Perhaps it's confirmation bias that makes people think voters were outraged by Willie Horton's blackness rather than his raping and stabbing people or his being furloughed from a prison where he was held for first-degree murder.
It seems confirmation bias is a two-way street.
David Hendershot, Fullerton
To the editor: I agree with Caryl Rivers regarding the strength of confirmation bias in keeping persons divided from others who are different because of race, gender, sexual orientation, religion and other identities. However, I have found that if one is willing to change, confirmation bias can be successfully overcome through the practice of dialogue, including empathic listening.

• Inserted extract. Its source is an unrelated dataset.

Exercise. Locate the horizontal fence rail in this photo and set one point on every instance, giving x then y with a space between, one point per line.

It is evident that the discriminatory and harassing behaviors that result from untreated confirmation bias, sometimes resulting in the death of another, are high priorities in our nation. I hope that people will choose to become involved in dialogue with others whom they may fear.
We desperately need to get beyond our divided state, which prevents us from valuing and accepting each other as human beings.